Re: [PATCH 0/2] target/arm: Fix unwind from dc zva and FEAT_MOPS
Posted by Richard Henderson 2 months ago
On 7/4/24 08:18, Richard Henderson wrote:
> On 7/4/24 07:50, Ilya Leoshkevich wrote:
>> On Tue, 2024-07-02 at 16:41 -0700, Richard Henderson wrote:
>>> While looking into Zoltan's attempt to speed up ppc64 DCBZ
>>> (data cache block set to zero), I wondered what AArch64 was
>>> doing differently.  It turned out that Arm is the only user
>>> of tlb_vaddr_to_host.
>>>
>>> None of the code sequences in use between AArch64, Power64 and S390X
>>> are 100% safe, with race conditions vs mmap et al, however, AArch64
>>> is the only one that will fail this single threaded test case.  Use
>>> of these new functions fixes the race condition as well, though I
>>> have not yet touched the other guests.
>>>
>>> I thought about exposing accel/tcg/user-retaddr.h for direct use
>>> from the targets, but perhaps these wrappers are cleaner.  RFC?
>>>
>>>
>>> r~
>>>
>>>
>>> Richard Henderson (2):
>>>    accel/tcg: Introduce memset_ra, memmove_ra
>>>    target/arm: Use memset_ra, memmove_ra in helper-a64.c
>>>
>>>   include/exec/cpu_ldst.h            | 40 ++++++++++++++++
>>>   accel/tcg/user-exec.c              | 22 +++++++++
>>>   target/arm/tcg/helper-a64.c        | 10 ++--
>>>   tests/tcg/multiarch/memset-fault.c | 77
>>> ++++++++++++++++++++++++++++++
>>>   4 files changed, 144 insertions(+), 5 deletions(-)
>>>   create mode 100644 tests/tcg/multiarch/memset-fault.c
>>
>> This sounds good to me.
>>
>> I haven't debugged it, but I wonder why doesn't s390x fail here.
>> For XC with src == dst, it does access_memset() -> do_access_memset()
>> -> memset() without setting the RA. And I don't think that anything
>> around it sets the RA either.
> 
> s390x uses probe_access_flags, which verifies the page is mapped and writable, and raises 
> the exception when it isn't.  In contrast, for user-only, tlb_vaddr_to_host *only* 
> performs the guest -> host address mapping, i.e. (addr + guest_base).

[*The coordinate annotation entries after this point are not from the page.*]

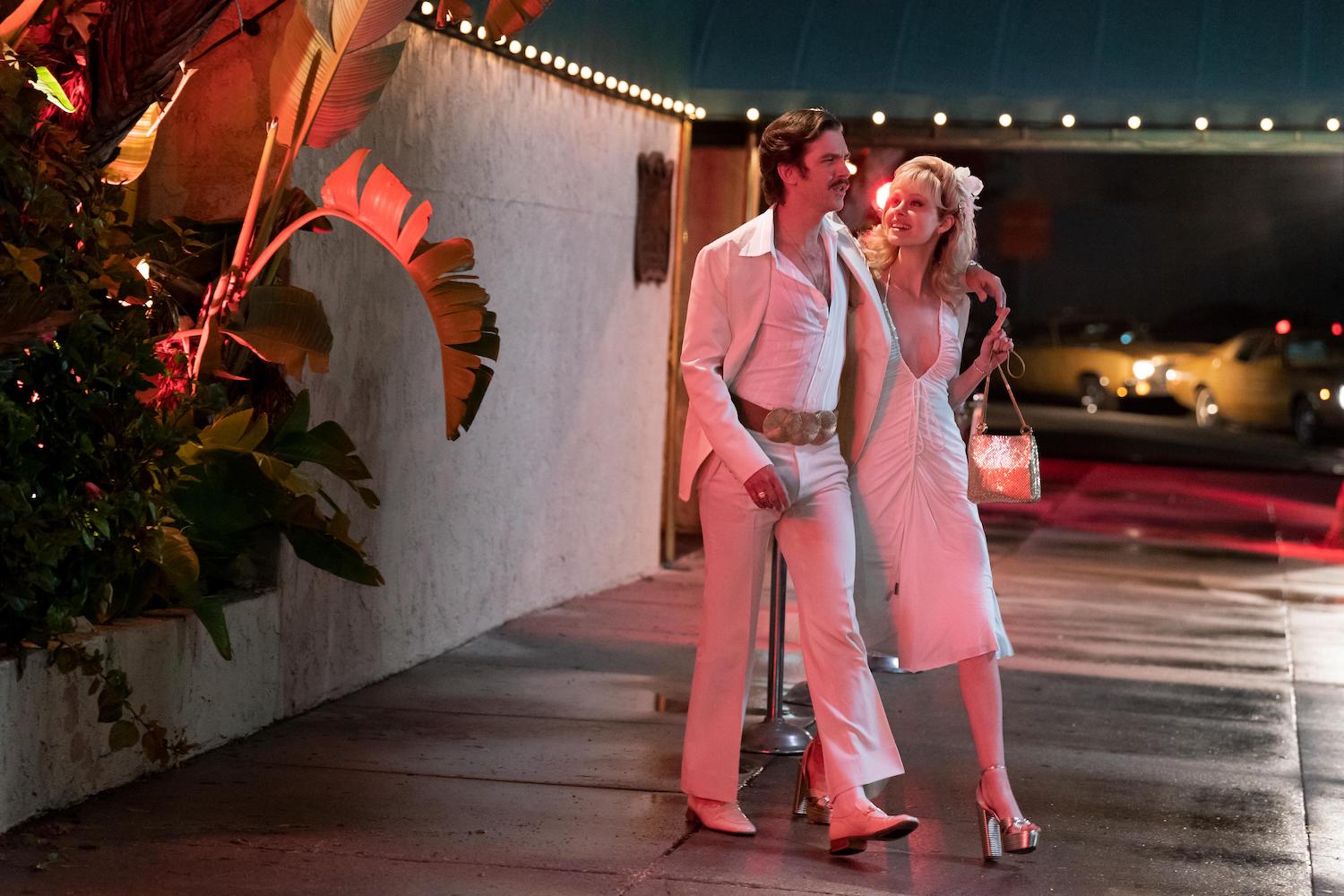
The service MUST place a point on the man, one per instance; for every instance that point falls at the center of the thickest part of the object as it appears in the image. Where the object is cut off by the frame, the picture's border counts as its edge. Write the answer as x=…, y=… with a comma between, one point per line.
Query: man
x=765, y=341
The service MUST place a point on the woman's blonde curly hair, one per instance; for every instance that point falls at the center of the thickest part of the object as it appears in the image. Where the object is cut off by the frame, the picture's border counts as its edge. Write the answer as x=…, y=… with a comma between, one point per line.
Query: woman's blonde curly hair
x=954, y=249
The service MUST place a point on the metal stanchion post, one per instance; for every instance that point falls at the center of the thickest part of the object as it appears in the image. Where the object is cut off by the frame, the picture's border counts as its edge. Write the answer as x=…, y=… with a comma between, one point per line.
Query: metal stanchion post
x=776, y=737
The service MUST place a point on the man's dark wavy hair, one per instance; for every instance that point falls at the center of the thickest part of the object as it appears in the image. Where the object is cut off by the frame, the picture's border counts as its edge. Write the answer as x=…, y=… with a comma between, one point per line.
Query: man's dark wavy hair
x=784, y=142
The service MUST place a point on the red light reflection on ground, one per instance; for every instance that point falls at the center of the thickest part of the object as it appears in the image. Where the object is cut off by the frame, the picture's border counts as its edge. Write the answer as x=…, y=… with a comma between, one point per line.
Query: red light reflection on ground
x=1276, y=514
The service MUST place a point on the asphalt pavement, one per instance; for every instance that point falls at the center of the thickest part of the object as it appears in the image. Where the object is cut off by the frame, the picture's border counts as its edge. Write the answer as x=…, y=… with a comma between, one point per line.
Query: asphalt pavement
x=1174, y=721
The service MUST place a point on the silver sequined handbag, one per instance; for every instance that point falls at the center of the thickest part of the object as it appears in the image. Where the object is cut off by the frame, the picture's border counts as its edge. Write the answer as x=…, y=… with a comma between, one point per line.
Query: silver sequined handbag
x=1003, y=469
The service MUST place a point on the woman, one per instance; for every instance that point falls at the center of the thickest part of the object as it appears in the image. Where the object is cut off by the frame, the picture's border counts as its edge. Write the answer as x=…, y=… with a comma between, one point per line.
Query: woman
x=921, y=544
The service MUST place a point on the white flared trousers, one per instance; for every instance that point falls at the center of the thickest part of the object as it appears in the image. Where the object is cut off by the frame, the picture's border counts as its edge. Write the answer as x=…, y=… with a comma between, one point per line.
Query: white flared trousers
x=816, y=538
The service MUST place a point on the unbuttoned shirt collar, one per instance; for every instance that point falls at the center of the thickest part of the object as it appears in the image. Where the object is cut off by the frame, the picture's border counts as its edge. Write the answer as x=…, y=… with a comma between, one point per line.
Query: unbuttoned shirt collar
x=762, y=237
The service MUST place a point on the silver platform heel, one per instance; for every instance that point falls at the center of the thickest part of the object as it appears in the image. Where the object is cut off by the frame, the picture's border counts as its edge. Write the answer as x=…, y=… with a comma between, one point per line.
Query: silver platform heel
x=806, y=799
x=1019, y=836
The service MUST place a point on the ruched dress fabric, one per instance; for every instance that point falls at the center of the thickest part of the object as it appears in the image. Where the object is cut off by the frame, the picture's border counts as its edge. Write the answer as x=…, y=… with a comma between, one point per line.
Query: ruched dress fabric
x=922, y=560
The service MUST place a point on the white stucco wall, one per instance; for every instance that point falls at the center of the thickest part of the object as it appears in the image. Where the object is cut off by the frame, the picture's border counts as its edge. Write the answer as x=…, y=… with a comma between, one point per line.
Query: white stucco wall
x=54, y=751
x=556, y=490
x=553, y=493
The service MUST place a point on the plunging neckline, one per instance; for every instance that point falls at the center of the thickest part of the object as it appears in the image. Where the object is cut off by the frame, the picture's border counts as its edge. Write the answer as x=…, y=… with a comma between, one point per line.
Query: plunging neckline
x=895, y=332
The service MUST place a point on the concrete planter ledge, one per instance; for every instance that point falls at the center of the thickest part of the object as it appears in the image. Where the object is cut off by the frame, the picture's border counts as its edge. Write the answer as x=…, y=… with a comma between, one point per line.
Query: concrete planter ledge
x=54, y=751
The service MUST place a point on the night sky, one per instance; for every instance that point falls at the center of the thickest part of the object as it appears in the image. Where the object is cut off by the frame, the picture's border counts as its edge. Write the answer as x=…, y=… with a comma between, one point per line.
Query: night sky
x=1195, y=246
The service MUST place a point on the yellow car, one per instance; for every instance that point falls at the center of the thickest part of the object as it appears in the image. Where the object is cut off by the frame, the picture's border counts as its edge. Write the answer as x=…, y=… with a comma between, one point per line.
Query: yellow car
x=1097, y=362
x=1271, y=379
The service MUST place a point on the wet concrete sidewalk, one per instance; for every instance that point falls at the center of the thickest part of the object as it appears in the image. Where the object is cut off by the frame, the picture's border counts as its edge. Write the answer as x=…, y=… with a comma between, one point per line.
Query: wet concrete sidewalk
x=1174, y=720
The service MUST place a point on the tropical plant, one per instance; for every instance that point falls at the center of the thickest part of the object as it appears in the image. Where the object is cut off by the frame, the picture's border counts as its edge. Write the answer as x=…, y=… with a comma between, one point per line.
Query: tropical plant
x=322, y=89
x=239, y=482
x=502, y=16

I should clarify: probe_access_flags verifies that the page is mapped *at that moment*, 
but does not take the mmap_lock.  So the race is that the page can be unmapped by another 
thread after probe_access_flags and before the memset completes.


r~


Re: [PATCH 0/2] target/arm: Fix unwind from dc zva and FEAT_MOPS
Posted by Ilya Leoshkevich 2 months ago
On Thu, 2024-07-04 at 14:48 -0700, Richard Henderson wrote:
> On 7/4/24 08:18, Richard Henderson wrote:
> > On 7/4/24 07:50, Ilya Leoshkevich wrote:
> > > On Tue, 2024-07-02 at 16:41 -0700, Richard Henderson wrote:
> > > > While looking into Zoltan's attempt to speed up ppc64 DCBZ
> > > > (data cache block set to zero), I wondered what AArch64 was
> > > > doing differently.  It turned out that Arm is the only user
> > > > of tlb_vaddr_to_host.
> > > > 
> > > > None of the code sequences in use between AArch64, Power64 and
> > > > S390X
> > > > are 100% safe, with race conditions vs mmap et al, however,
> > > > AArch64
> > > > is the only one that will fail this single threaded test case. 
> > > > Use
> > > > of these new functions fixes the race condition as well, though
> > > > I
> > > > have not yet touched the other guests.
> > > > 
> > > > I thought about exposing accel/tcg/user-retaddr.h for direct
> > > > use
> > > > from the targets, but perhaps these wrappers are cleaner.  RFC?
> > > > 
> > > > 
> > > > r~
> > > > 
> > > > 
> > > > Richard Henderson (2):
> > > >    accel/tcg: Introduce memset_ra, memmove_ra
> > > >    target/arm: Use memset_ra, memmove_ra in helper-a64.c
> > > > 
> > > >   include/exec/cpu_ldst.h            | 40 ++++++++++++++++
> > > >   accel/tcg/user-exec.c              | 22 +++++++++
> > > >   target/arm/tcg/helper-a64.c        | 10 ++--
> > > >   tests/tcg/multiarch/memset-fault.c | 77
> > > > ++++++++++++++++++++++++++++++
> > > >   4 files changed, 144 insertions(+), 5 deletions(-)
> > > >   create mode 100644 tests/tcg/multiarch/memset-fault.c
> > > 
> > > This sounds good to me.
> > > 
> > > I haven't debugged it, but I wonder why doesn't s390x fail here.
> > > For XC with src == dst, it does access_memset() ->
> > > do_access_memset()
> > > -> memset() without setting the RA. And I don't think that
> > > anything
> > > around it sets the RA either.
> > 
> > s390x uses probe_access_flags, which verifies the page is mapped
> > and writable, and raises 
> > the exception when it isn't.  In contrast, for user-only,
> > tlb_vaddr_to_host *only* 
> > performs the guest -> host address mapping, i.e. (addr +
> > guest_base).
> 
> I should clarify: probe_access_flags verifies that the page is mapped
> *at that moment*, 
> but does not take the mmap_lock.  So the race is that the page can be
> unmapped by another 
> thread after probe_access_flags and before the memset completes.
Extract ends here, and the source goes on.